Amitai was vaccinated against the disease as a child, but like many people her age around the world, she received only one dose of the vaccine. She was otherwise healthy before contracting measles.
"Rotem was a wonderful woman and a devoted mother. We are grieving and mourning her passing before her time," her family said in a statement.
Amitai's death from measles was confirmed by the Emek Hefer Regional Council, a local governmental authority in Israel.
On March 26, Amitai flew from John F. Kennedy International Airport in New York to Tel Aviv, according to El Al airline, her employer. She developed a fever March 31 and then slipped into a coma about a week later. She was diagnosed with encephalitis, or swelling of the brain, a complication of measles.
"El Al mourns the death of a member of the airline's flight crew. We have taken steps to have our air crews inoculated," the airline said in a statement. "We extend our deepest condolences to the bereaved family and will continue to stand by them."
More than 360,000 people worldwide have contracted measles this year as of August 7, according to the World Health Organization. That data is provisional and includes both suspected and confirmed cases.
In 2017, there were 110,000 measles deaths globally, mostly among children under the age of 5, according to WHO.
Measles deaths are rare in Israel and the United States, but both places are experiencing outbreaks of the virus. Health authorities blame the measles outbreaks in recent years on people who refuse to get vaccinated.

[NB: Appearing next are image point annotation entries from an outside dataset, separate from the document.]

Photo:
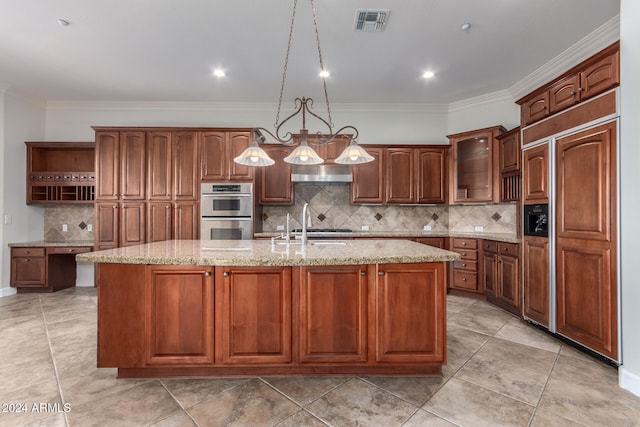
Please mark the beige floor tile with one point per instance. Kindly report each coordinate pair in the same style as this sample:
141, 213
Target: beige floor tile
466, 404
252, 403
358, 400
304, 390
523, 333
415, 390
142, 405
190, 392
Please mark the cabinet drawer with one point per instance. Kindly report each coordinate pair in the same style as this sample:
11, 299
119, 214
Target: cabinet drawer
489, 246
464, 243
27, 252
510, 249
68, 250
465, 280
466, 265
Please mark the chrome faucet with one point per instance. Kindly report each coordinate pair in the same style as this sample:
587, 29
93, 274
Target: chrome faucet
306, 221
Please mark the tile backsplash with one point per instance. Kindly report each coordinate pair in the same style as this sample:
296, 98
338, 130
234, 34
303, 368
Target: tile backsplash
77, 219
331, 208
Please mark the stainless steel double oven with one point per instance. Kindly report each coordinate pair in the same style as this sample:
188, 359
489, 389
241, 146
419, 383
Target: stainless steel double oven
226, 211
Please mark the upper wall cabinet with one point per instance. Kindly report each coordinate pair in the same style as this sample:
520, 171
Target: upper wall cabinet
60, 172
474, 161
597, 74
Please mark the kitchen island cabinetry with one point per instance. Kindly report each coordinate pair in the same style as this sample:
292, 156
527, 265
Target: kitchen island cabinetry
323, 310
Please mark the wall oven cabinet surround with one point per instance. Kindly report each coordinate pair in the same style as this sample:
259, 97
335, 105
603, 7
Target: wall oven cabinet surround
226, 211
474, 166
217, 151
60, 173
593, 76
44, 268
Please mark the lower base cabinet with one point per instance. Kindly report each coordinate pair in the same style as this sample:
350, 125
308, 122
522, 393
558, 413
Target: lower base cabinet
202, 321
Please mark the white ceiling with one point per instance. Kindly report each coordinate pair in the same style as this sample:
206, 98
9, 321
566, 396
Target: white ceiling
165, 50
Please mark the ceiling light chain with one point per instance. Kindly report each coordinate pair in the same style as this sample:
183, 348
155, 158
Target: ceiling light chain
303, 154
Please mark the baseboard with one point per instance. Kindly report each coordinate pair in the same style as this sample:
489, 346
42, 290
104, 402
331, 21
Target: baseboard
5, 292
629, 381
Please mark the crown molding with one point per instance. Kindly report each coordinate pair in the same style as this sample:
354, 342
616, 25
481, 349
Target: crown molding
603, 36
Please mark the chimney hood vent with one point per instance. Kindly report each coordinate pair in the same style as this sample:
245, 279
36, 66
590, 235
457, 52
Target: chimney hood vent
321, 173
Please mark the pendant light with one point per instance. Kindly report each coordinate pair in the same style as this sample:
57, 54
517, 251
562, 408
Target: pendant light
304, 154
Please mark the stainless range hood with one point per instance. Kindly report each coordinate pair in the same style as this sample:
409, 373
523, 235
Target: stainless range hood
321, 173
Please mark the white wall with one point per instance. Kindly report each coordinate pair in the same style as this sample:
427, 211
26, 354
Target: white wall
395, 124
23, 121
629, 373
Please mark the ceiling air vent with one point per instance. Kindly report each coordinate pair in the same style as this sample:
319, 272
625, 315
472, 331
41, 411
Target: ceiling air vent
371, 20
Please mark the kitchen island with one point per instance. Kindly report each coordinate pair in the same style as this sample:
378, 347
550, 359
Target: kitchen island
260, 307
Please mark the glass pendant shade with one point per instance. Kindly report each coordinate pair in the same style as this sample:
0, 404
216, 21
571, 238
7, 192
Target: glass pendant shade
354, 155
303, 155
254, 156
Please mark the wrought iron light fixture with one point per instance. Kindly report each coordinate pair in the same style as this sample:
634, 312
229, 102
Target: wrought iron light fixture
304, 154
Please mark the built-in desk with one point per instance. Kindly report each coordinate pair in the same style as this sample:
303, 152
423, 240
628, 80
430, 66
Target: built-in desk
45, 266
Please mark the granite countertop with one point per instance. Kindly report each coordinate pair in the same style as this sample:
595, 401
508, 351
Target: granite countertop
256, 253
499, 237
51, 244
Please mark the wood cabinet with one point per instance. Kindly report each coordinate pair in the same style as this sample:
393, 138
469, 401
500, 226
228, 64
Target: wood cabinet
44, 268
474, 166
410, 335
368, 178
586, 244
501, 275
60, 173
179, 316
535, 175
535, 279
592, 77
274, 182
217, 151
415, 175
464, 273
509, 163
253, 315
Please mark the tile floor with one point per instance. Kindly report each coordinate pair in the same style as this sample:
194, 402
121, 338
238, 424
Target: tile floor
501, 372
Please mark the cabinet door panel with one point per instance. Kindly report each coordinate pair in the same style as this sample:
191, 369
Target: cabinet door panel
368, 179
107, 165
179, 316
416, 334
185, 166
254, 314
132, 165
399, 172
333, 314
585, 193
159, 158
430, 175
536, 279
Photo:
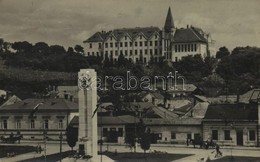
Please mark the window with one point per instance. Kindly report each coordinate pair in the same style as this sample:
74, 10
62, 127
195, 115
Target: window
145, 52
188, 135
46, 124
159, 136
214, 135
60, 124
120, 132
4, 124
105, 132
227, 134
173, 135
32, 125
18, 124
155, 52
252, 135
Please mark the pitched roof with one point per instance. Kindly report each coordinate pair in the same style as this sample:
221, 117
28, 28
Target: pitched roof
109, 120
199, 110
188, 35
169, 24
161, 112
48, 104
11, 101
176, 121
232, 112
147, 32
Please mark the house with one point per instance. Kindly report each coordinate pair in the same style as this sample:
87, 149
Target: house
31, 117
143, 44
232, 124
153, 97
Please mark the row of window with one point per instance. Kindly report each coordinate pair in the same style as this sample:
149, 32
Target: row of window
215, 135
185, 48
112, 132
130, 44
140, 36
136, 52
4, 124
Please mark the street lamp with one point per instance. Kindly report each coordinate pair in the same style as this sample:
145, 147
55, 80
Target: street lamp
60, 137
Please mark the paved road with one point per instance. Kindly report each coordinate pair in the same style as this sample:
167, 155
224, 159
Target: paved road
180, 149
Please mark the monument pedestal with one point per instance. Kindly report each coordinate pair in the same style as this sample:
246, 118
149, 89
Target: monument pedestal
87, 105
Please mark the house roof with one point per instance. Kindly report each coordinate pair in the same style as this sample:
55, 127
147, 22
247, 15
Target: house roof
109, 120
174, 121
11, 101
188, 35
141, 106
232, 112
147, 32
48, 104
181, 35
161, 112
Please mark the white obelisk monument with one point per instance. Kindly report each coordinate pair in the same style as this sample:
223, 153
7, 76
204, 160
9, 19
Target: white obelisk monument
87, 105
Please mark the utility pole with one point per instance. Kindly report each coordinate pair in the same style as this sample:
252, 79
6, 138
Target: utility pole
60, 146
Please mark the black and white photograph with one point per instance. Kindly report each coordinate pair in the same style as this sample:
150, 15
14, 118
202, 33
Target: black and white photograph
130, 80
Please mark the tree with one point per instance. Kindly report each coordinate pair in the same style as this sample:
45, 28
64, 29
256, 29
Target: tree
222, 52
71, 136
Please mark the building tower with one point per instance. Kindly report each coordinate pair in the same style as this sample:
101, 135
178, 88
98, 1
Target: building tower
168, 33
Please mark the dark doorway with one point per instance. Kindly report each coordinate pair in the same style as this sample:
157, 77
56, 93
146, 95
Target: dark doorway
240, 137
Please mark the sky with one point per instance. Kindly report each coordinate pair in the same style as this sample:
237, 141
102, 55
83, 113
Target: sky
231, 23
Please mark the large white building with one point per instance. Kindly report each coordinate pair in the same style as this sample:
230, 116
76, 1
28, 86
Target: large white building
146, 43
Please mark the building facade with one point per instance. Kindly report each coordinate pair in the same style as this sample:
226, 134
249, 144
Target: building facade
150, 43
32, 117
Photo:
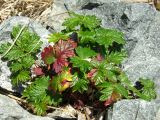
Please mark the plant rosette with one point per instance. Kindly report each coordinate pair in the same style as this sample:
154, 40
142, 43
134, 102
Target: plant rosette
82, 67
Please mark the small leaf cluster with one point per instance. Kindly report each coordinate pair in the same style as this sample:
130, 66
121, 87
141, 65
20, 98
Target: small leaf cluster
84, 64
22, 55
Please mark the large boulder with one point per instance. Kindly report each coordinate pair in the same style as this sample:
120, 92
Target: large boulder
140, 22
11, 110
135, 110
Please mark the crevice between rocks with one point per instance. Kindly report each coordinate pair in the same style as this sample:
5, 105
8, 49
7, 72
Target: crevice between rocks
137, 112
91, 6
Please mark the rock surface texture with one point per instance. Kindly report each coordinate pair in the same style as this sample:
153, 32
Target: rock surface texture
141, 24
10, 110
5, 30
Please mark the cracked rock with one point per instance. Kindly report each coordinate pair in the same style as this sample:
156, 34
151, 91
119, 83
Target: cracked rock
5, 30
10, 110
135, 110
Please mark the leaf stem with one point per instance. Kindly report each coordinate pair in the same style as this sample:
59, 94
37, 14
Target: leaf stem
14, 41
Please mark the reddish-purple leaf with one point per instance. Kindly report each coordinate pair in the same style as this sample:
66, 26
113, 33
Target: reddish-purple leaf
63, 50
48, 55
38, 71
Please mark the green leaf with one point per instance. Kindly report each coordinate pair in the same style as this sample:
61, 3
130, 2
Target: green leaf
122, 90
40, 108
147, 83
16, 66
105, 84
149, 93
124, 79
107, 37
27, 41
148, 89
57, 36
79, 85
21, 76
88, 21
72, 22
16, 30
86, 36
84, 65
91, 22
116, 57
106, 93
4, 47
14, 53
27, 61
85, 52
111, 76
38, 95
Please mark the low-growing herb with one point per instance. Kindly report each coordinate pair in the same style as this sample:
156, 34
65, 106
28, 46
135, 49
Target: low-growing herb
83, 64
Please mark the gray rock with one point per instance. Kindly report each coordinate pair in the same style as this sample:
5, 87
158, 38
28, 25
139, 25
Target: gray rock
10, 110
140, 23
5, 30
135, 110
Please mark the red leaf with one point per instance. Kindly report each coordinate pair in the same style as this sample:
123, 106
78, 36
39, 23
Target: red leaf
114, 97
58, 54
48, 55
63, 50
38, 71
99, 57
91, 73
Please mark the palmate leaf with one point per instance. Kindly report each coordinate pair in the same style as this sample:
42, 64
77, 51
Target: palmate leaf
84, 65
116, 57
27, 41
87, 21
106, 90
20, 77
107, 37
14, 53
84, 53
79, 85
27, 61
148, 89
38, 95
121, 90
40, 108
57, 36
16, 67
4, 47
123, 78
87, 36
48, 55
61, 82
63, 50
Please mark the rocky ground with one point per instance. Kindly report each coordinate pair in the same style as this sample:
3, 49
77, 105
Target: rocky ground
141, 24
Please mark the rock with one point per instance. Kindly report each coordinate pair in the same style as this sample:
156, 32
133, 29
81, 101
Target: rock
11, 110
67, 112
55, 15
5, 30
135, 110
140, 22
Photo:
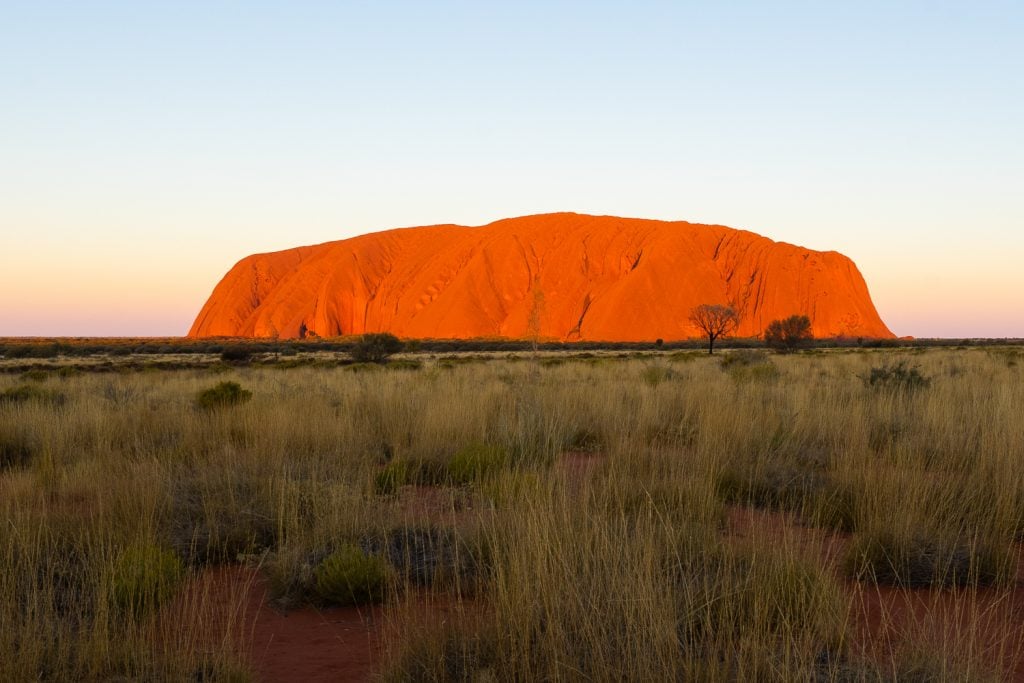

There have been 4,300 cases of measles in Israel since March 2018.
In the United States, measles was declared eliminated in 2000, but the recent resurgence -- more than 1,100 cases this year, according to the US Centers for Disease Control and Prevention -- has threatened that status. More than 75% of the cases have been in New York.
"We have the reintroduction of a serious viral infection with a population that's withholding the vaccine from their children, and now it's spreading beyond that population," said Dr. William Schaffner, an infectious disease specialist at Vanderbilt University and an adviser on vaccines to the CDC.
One dose of the measles vaccine has been found to be about 93% effective. In 1989, children in the United States started receiving two doses, which is about 97% effective, according to the CDC.
It's not known why most people who get measles recover fully while others have devastating complications.